Чего там помогать? — сообщение о мозольно-трудолюбивых друзьях человечества резко ускорило движенья командированного. Раз-раз и в дамках: ширинка застегнута, дипломат защелкнут. Цыгану собраться — подпоясаться.
Замкнули дверь, ключ секретарь сунул под половую тряпку на порожках мавзолея, и они все на том же «козле» двинулись по теперь уже совершенно темным улицам: уличные фонари в маленьких городах и горят-писают по-маленькому.
Секретарь занимал половину старенького, обнесенного палисадником особнячка, в котором скрипело все, что еще не шаталось, и шаталось все, что уже не скрипело.
— Памятник контрреволюции, бляха-муха, — прохрипел, поднимая его под локти, как на эшафот, секретарь в Серегино ухо. — Каждый выходной провожу на коленках: с молотком и гвоздями.

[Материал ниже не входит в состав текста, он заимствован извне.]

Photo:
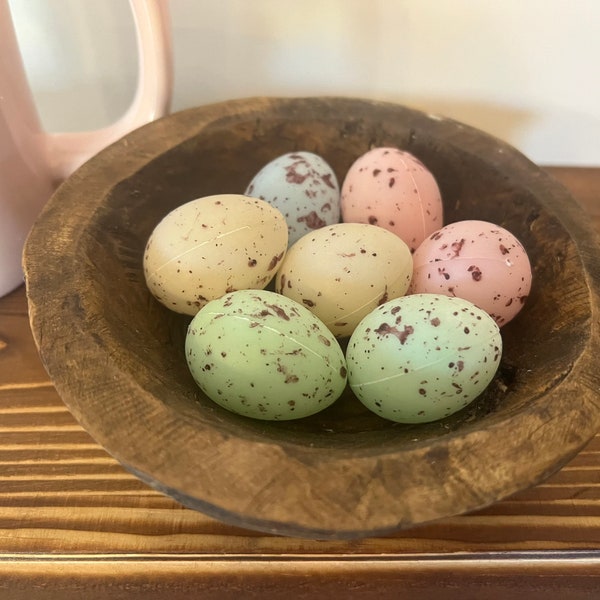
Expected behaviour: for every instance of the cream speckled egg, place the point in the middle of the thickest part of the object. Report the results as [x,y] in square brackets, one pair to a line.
[478,261]
[423,357]
[303,187]
[343,271]
[211,246]
[393,189]
[261,355]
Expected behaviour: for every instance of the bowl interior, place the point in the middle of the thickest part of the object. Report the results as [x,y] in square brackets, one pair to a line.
[117,356]
[223,160]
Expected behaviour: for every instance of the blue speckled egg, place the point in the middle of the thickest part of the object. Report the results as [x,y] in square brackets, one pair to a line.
[303,187]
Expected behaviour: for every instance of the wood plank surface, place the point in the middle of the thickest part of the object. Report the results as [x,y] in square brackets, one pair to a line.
[75,524]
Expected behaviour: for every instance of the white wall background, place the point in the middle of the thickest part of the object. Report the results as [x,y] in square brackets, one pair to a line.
[524,70]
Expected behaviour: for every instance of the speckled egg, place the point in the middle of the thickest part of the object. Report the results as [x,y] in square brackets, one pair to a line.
[424,357]
[303,187]
[211,246]
[261,355]
[343,271]
[478,261]
[393,189]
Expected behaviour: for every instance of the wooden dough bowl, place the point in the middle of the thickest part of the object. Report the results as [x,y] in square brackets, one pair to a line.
[116,356]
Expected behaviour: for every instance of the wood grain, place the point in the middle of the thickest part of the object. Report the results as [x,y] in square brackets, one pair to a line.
[74,523]
[116,355]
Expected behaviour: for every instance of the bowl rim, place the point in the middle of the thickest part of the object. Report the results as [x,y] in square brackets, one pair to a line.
[572,410]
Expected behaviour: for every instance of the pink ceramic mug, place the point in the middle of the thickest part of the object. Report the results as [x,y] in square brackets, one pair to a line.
[33,162]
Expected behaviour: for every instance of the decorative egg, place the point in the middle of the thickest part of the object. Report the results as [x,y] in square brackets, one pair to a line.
[343,271]
[303,187]
[262,355]
[423,357]
[478,261]
[393,189]
[211,246]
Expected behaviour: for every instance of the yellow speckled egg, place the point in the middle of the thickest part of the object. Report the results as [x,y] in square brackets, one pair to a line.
[213,245]
[343,271]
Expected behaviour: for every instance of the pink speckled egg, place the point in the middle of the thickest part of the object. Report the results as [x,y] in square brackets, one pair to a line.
[393,189]
[477,261]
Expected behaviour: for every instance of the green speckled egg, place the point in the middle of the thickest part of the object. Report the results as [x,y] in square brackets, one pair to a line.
[261,355]
[422,357]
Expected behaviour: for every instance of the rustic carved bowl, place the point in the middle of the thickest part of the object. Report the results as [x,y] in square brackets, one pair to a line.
[116,356]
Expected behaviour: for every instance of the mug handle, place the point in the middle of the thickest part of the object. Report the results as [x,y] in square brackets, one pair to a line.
[67,151]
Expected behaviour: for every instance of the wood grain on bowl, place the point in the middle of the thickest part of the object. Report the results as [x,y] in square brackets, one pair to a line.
[116,356]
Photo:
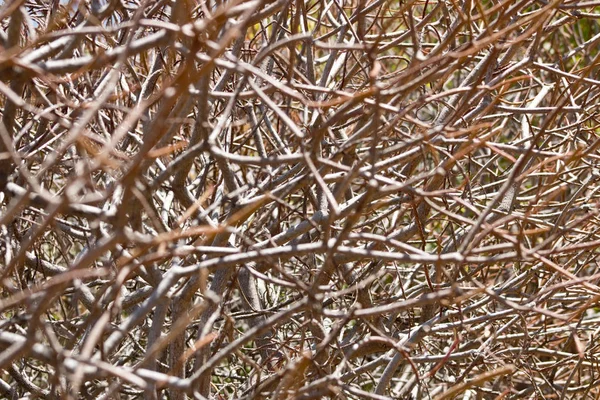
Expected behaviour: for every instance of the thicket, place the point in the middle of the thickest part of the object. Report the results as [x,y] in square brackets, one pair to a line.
[299,199]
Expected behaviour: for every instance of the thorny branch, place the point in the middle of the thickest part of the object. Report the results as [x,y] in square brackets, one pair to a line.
[288,199]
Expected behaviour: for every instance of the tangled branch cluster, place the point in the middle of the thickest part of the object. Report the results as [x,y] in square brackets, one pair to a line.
[299,199]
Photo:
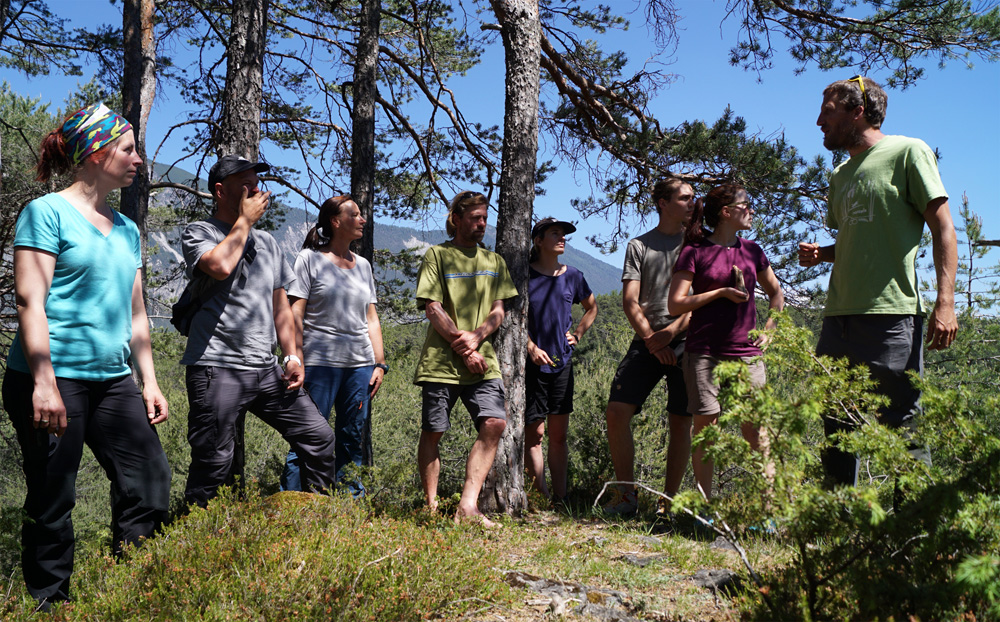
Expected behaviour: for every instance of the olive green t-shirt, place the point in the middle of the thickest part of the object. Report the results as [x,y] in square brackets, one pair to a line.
[466,281]
[876,203]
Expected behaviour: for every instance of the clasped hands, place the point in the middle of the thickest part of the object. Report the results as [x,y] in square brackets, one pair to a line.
[466,345]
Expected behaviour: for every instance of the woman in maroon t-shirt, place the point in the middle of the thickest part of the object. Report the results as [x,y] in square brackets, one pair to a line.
[714,277]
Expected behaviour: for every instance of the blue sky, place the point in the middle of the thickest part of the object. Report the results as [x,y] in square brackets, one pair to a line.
[953,109]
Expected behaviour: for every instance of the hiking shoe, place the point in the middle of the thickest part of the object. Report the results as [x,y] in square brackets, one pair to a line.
[622,503]
[663,509]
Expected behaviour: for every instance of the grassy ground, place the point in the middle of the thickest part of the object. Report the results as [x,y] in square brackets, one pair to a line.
[297,556]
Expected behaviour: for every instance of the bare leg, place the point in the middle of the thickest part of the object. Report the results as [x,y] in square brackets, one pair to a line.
[534,460]
[678,452]
[558,454]
[429,465]
[619,418]
[481,456]
[703,469]
[757,437]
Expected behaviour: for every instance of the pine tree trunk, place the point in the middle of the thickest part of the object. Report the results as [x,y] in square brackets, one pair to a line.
[138,90]
[363,149]
[520,28]
[239,128]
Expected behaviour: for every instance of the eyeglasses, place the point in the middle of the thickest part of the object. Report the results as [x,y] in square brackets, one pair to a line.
[861,82]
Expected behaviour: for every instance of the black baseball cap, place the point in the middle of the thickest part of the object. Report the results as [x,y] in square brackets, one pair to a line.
[230,165]
[539,229]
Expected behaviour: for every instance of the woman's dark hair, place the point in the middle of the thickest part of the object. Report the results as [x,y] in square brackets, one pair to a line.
[321,233]
[707,210]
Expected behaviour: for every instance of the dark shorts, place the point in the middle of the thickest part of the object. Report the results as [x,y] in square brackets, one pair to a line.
[547,394]
[484,399]
[638,374]
[890,345]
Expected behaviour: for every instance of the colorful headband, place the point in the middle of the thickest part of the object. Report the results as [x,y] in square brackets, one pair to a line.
[90,128]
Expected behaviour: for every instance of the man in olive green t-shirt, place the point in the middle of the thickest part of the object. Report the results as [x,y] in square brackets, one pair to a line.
[462,287]
[879,200]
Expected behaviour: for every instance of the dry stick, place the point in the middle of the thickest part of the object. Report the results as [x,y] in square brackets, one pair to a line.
[371,563]
[726,535]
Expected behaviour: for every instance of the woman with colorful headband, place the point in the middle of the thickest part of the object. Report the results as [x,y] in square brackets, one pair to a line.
[78,288]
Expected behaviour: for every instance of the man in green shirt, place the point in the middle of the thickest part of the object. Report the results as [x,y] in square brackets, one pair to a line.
[879,200]
[462,287]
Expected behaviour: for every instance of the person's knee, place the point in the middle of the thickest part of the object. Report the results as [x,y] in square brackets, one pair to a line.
[619,414]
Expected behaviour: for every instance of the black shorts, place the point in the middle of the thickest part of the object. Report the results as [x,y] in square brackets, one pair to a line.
[547,394]
[638,374]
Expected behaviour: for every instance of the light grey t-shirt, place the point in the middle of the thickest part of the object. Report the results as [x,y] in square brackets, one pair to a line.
[235,328]
[335,324]
[650,260]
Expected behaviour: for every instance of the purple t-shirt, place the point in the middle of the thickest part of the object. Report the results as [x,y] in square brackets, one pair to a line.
[722,327]
[550,303]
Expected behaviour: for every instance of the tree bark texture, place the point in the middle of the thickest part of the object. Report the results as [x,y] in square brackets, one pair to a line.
[138,90]
[520,30]
[363,122]
[363,148]
[239,128]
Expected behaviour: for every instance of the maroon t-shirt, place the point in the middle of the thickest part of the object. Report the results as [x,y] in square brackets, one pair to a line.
[722,327]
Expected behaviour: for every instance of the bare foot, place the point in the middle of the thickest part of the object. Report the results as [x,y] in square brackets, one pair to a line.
[475,517]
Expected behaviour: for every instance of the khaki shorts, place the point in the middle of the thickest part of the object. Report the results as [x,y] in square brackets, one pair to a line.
[703,393]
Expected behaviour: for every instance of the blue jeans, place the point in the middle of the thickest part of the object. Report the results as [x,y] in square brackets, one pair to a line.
[344,390]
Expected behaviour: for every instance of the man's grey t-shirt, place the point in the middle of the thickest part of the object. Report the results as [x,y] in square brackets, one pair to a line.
[335,324]
[650,260]
[235,328]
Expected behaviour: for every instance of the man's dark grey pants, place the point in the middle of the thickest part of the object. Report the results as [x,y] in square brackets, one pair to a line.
[217,396]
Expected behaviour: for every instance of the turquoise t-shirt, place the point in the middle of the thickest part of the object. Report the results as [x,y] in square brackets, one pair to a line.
[876,203]
[89,306]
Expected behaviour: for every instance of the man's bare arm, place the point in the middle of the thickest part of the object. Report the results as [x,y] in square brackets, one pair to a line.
[942,325]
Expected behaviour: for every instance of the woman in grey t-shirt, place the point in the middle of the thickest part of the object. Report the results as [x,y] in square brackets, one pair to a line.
[333,300]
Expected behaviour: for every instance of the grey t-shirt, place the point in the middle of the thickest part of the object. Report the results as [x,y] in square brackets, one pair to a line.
[235,328]
[335,324]
[650,260]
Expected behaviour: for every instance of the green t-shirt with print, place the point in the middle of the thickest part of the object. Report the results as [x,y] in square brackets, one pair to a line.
[876,204]
[466,281]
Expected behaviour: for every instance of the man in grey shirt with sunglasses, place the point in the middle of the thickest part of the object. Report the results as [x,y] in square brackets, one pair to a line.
[231,365]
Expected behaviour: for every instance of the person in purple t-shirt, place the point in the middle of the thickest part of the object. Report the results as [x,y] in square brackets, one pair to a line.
[714,277]
[553,289]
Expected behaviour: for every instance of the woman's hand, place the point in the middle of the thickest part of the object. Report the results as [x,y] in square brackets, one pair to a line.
[157,410]
[378,375]
[733,294]
[49,411]
[538,356]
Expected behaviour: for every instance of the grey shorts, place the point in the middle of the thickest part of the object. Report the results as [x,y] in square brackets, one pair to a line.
[890,345]
[484,399]
[703,393]
[638,374]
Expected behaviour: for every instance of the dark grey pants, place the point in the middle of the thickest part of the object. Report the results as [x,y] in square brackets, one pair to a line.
[218,396]
[890,346]
[110,417]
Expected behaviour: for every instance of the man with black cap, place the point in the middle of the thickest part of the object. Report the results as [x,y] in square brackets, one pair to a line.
[231,365]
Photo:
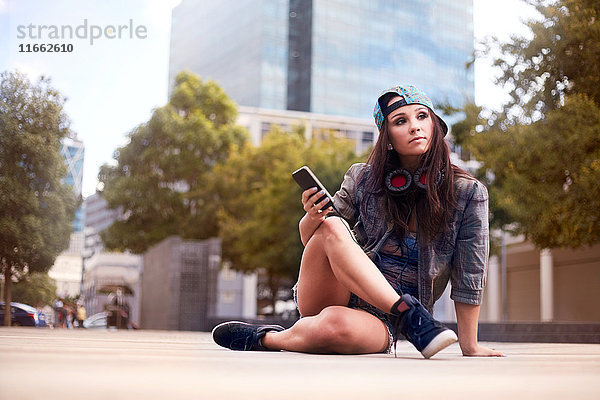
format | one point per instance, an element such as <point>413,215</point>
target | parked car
<point>23,315</point>
<point>98,320</point>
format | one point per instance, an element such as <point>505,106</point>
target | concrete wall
<point>157,287</point>
<point>575,282</point>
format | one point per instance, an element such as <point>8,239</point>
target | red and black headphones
<point>400,180</point>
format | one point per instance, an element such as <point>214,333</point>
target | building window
<point>227,297</point>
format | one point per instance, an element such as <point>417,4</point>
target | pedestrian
<point>58,313</point>
<point>81,315</point>
<point>417,221</point>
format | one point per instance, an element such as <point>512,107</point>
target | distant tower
<point>73,150</point>
<point>68,266</point>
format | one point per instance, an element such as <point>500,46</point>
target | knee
<point>334,327</point>
<point>333,229</point>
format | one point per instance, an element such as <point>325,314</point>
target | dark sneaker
<point>419,328</point>
<point>237,335</point>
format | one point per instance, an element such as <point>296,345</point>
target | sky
<point>114,80</point>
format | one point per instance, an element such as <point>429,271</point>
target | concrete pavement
<point>85,364</point>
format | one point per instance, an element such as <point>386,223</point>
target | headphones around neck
<point>400,180</point>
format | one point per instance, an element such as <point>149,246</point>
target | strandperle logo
<point>83,31</point>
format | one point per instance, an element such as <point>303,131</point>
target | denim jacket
<point>458,254</point>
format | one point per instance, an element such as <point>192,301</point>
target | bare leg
<point>336,329</point>
<point>332,266</point>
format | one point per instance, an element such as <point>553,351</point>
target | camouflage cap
<point>410,95</point>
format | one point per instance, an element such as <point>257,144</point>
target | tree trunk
<point>7,294</point>
<point>274,288</point>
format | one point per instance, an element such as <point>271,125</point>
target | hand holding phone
<point>306,179</point>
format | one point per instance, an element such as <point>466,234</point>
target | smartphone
<point>306,179</point>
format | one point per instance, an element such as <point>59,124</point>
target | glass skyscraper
<point>73,151</point>
<point>326,56</point>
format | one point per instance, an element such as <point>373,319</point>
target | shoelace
<point>427,325</point>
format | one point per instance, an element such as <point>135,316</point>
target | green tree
<point>36,289</point>
<point>562,58</point>
<point>36,207</point>
<point>546,174</point>
<point>540,153</point>
<point>261,202</point>
<point>163,177</point>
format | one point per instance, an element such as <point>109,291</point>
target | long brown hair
<point>435,205</point>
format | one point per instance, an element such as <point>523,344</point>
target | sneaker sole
<point>439,343</point>
<point>224,325</point>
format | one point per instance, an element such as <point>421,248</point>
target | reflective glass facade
<point>240,44</point>
<point>326,56</point>
<point>73,151</point>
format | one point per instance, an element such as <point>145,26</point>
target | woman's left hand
<point>482,351</point>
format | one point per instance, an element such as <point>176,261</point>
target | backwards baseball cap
<point>408,95</point>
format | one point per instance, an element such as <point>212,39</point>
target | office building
<point>68,268</point>
<point>98,217</point>
<point>184,289</point>
<point>73,151</point>
<point>325,56</point>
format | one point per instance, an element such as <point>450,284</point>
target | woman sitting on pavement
<point>418,221</point>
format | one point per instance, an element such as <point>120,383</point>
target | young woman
<point>417,222</point>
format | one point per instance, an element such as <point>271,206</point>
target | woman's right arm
<point>313,217</point>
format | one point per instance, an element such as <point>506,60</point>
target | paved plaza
<point>85,364</point>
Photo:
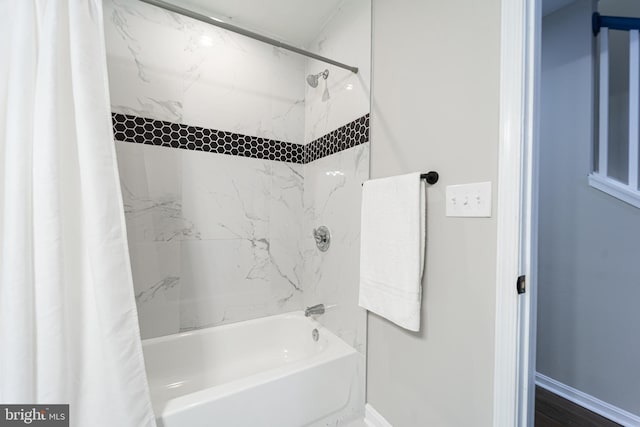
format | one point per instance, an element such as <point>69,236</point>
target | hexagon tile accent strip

Поднялись в комнату, Виктор включил свет: посреди комнаты, заглавной мебелью в ней, стол. Раздвинутый и основательно, по-деревенски накрытый. В смежной комнате раздался детский плач.
— Дочка болеет, — вполголоса пояснил секретарь. — Раздевайся…
Из смежной комнаты, запахивая халат, на цыпочках вышла молодая миловидная женщина. Виктор представил гостя.
— Вера Измайловна, — протянула та ладошку лодочкой. Потом смущенно — не каждый день, слава Богу, в доме корреспонденты «Комсомольской правды», — поправилась:
— Вера…
— Учительница, — засмеялся хозяин.
— В роду покоряли Измаил? — с улыбкою спросил, помня, что он на Тихом Дону, Сергей.
— Ну да. И покорили, на свою голову, — ответила: насмешливая и вместе с тем бархатисто-черная, выспевшая шаровая молния медленно-медленно, черным мускатом доигрывая изнутри, поплыла, покачиваясь, по комнате и ясно-понятно, на ком остановилась. Он, облитый, как столб, этой текучей, мажущейся молоньёй, аж засветился с головы до пят и отозвался самодовольным смешком — ну, прямо лично покорял в одна тыща семьсот каком-то там году…
Славные, — завистливо подумал Сергей.